I recently got gifted an image of Shrinathji, the young Krishna and the presiding deity at the shrine in Nathdwara, India.

enter image description here

I have several questions about the way that Krishna's child form is depicted, in particular, the paraphernalia that have been depicted in the image. These have all been outlined using red boxes in the image and are numbered. I can only guess at #6, which is presumably a flute, usually associated with Krishna's Gopal form. Any help with identifying and understanding the significance of the others would be appreciated.


1 Answer 1


Good question.

1 is freshly made paans that Srinathji likes to chew.

2 is bantaji filled with some sweets/snacks for Srinathji if He feels hungry

3 is jhariji filled with jamuna-jal with wet red cloth to quench thirst of Srinathji.This represents Mother Yasoda also.

4 and 5 do not appear in all images like one enclosed.

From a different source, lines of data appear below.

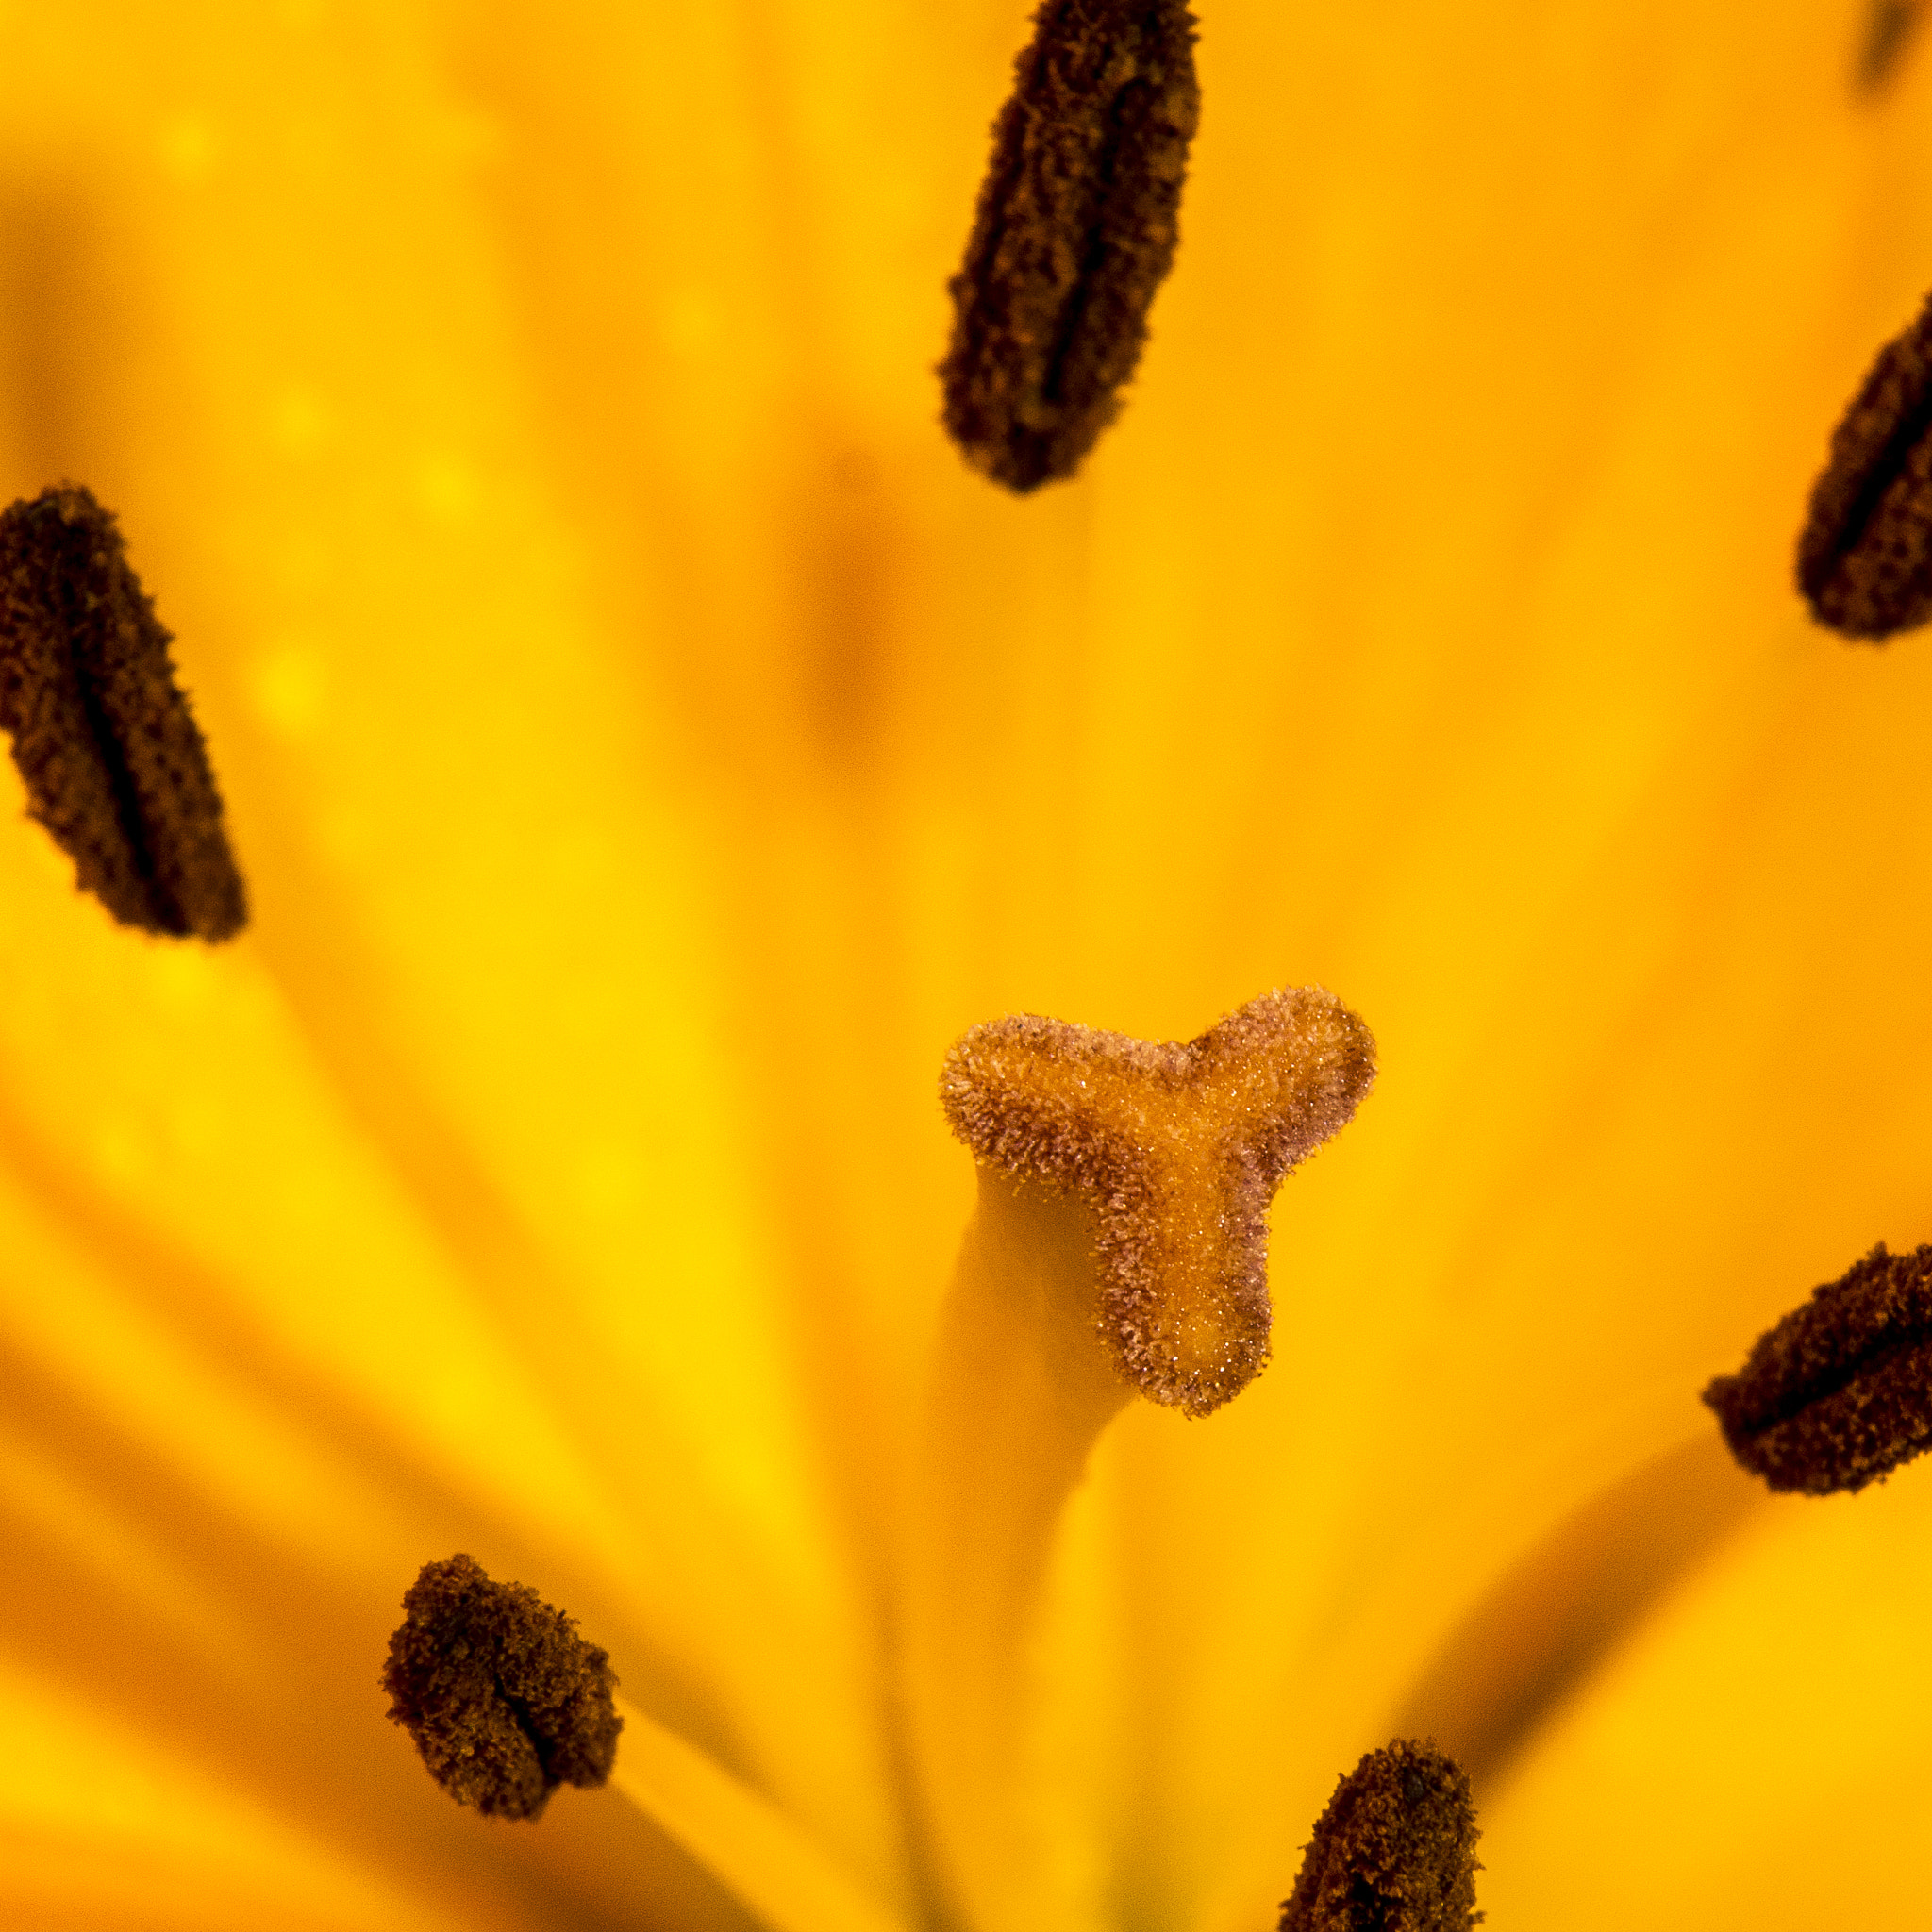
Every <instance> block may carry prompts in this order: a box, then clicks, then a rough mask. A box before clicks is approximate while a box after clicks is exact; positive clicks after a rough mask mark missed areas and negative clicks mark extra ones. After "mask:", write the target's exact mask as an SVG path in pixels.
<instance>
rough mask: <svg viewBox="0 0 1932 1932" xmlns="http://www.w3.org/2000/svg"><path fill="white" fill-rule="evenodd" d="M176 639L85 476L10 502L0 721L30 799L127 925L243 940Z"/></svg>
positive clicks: (234, 873) (61, 846)
mask: <svg viewBox="0 0 1932 1932" xmlns="http://www.w3.org/2000/svg"><path fill="white" fill-rule="evenodd" d="M168 641H170V639H168V632H166V630H162V626H160V620H158V618H156V616H155V607H153V605H151V603H149V599H147V593H145V591H143V589H141V583H139V580H137V578H135V574H133V570H131V568H129V564H128V554H126V551H124V549H122V539H120V531H118V529H116V527H114V518H112V516H110V514H108V512H106V510H102V508H100V504H99V502H95V498H93V497H91V495H89V493H87V491H85V489H79V487H77V485H73V483H62V485H60V487H58V489H48V491H43V493H41V495H39V497H35V498H31V500H21V502H15V504H14V506H12V508H8V510H6V512H4V514H0V728H4V730H6V732H8V734H10V736H12V740H14V763H15V767H17V769H19V777H21V782H23V784H25V786H27V810H29V811H31V813H33V817H37V819H39V821H41V823H43V825H44V827H46V829H48V833H50V835H52V837H54V842H56V844H58V846H60V848H62V850H64V852H66V854H68V856H70V858H71V860H73V873H75V881H77V883H79V885H81V887H83V889H85V891H89V893H93V895H95V896H97V898H99V900H100V902H102V904H104V906H106V908H108V912H112V914H114V918H116V920H120V922H122V925H137V927H141V929H143V931H149V933H166V935H172V937H178V939H185V937H195V939H209V941H218V939H232V937H234V935H236V933H238V931H241V927H243V925H245V923H247V895H245V893H243V887H241V873H240V871H238V869H236V862H234V854H232V852H230V848H228V835H226V831H224V827H222V800H220V792H218V790H216V788H214V773H213V771H211V769H209V753H207V748H205V746H203V742H201V732H199V730H197V728H195V721H193V715H191V713H189V709H187V699H185V697H184V696H182V692H180V688H178V686H176V682H174V667H172V663H170V661H168Z"/></svg>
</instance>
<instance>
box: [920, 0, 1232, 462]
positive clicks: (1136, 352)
mask: <svg viewBox="0 0 1932 1932" xmlns="http://www.w3.org/2000/svg"><path fill="white" fill-rule="evenodd" d="M1198 120H1200V89H1198V85H1196V81H1194V15H1192V14H1188V10H1186V6H1184V4H1182V0H1045V4H1043V6H1041V8H1039V12H1037V14H1036V15H1034V41H1032V44H1030V46H1028V48H1026V50H1024V52H1022V54H1020V58H1018V62H1016V66H1014V87H1012V97H1010V99H1009V100H1007V106H1005V108H1003V112H1001V116H999V120H997V122H995V124H993V158H991V162H989V166H987V176H985V185H983V187H981V189H980V209H978V214H976V218H974V230H972V236H970V240H968V241H966V263H964V267H962V269H960V272H958V274H956V276H954V278H952V284H951V290H952V305H954V321H952V346H951V348H949V352H947V359H945V361H943V363H941V367H939V375H941V383H943V386H945V423H947V429H949V433H951V435H952V440H954V442H958V446H960V448H962V450H964V452H966V460H968V462H970V464H972V466H974V468H976V469H983V471H985V473H987V475H989V477H993V481H995V483H1005V485H1007V489H1012V491H1022V493H1024V491H1030V489H1036V487H1037V485H1041V483H1049V481H1055V479H1057V477H1070V475H1072V473H1074V469H1078V466H1080V460H1082V458H1084V456H1086V452H1088V450H1090V448H1092V446H1094V440H1095V439H1097V437H1099V433H1101V431H1103V429H1105V427H1107V425H1109V423H1111V421H1113V417H1115V413H1117V412H1119V390H1121V386H1122V384H1124V383H1126V381H1128V377H1132V373H1134V365H1136V363H1138V361H1140V348H1142V342H1144V340H1146V334H1148V309H1150V307H1151V305H1153V296H1155V290H1157V288H1159V286H1161V282H1163V280H1165V278H1167V270H1169V267H1173V259H1175V245H1177V241H1179V236H1180V228H1179V214H1180V187H1182V182H1184V180H1186V168H1188V141H1190V139H1192V137H1194V128H1196V122H1198Z"/></svg>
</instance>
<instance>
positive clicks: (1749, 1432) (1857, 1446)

They probably are framed well-known local miniature paintings on Krishna-leela

7 is a govardhana-shila worshipped as Sri Krishna (these shilas are worshipped as Giridhari--this I know personally.)

The garland of lotus flowers is symbolic of the love of Sri Radhika by the way.

And, 6, (what you have identified as flute) seems to me a stick that Sri Krishna kept as cowherd.

His lotus shaped eyes are known to be symbolic of the Kamdeva's bow. His U-shaped Tilaka on His forehead is an impression of Sri Radha's foot.

His left hand is symbolic of holding the govardhana mountain in govardhana-dharana-leela.

I remember seeing an engraved snake on His body, which normally remains covered by His garments.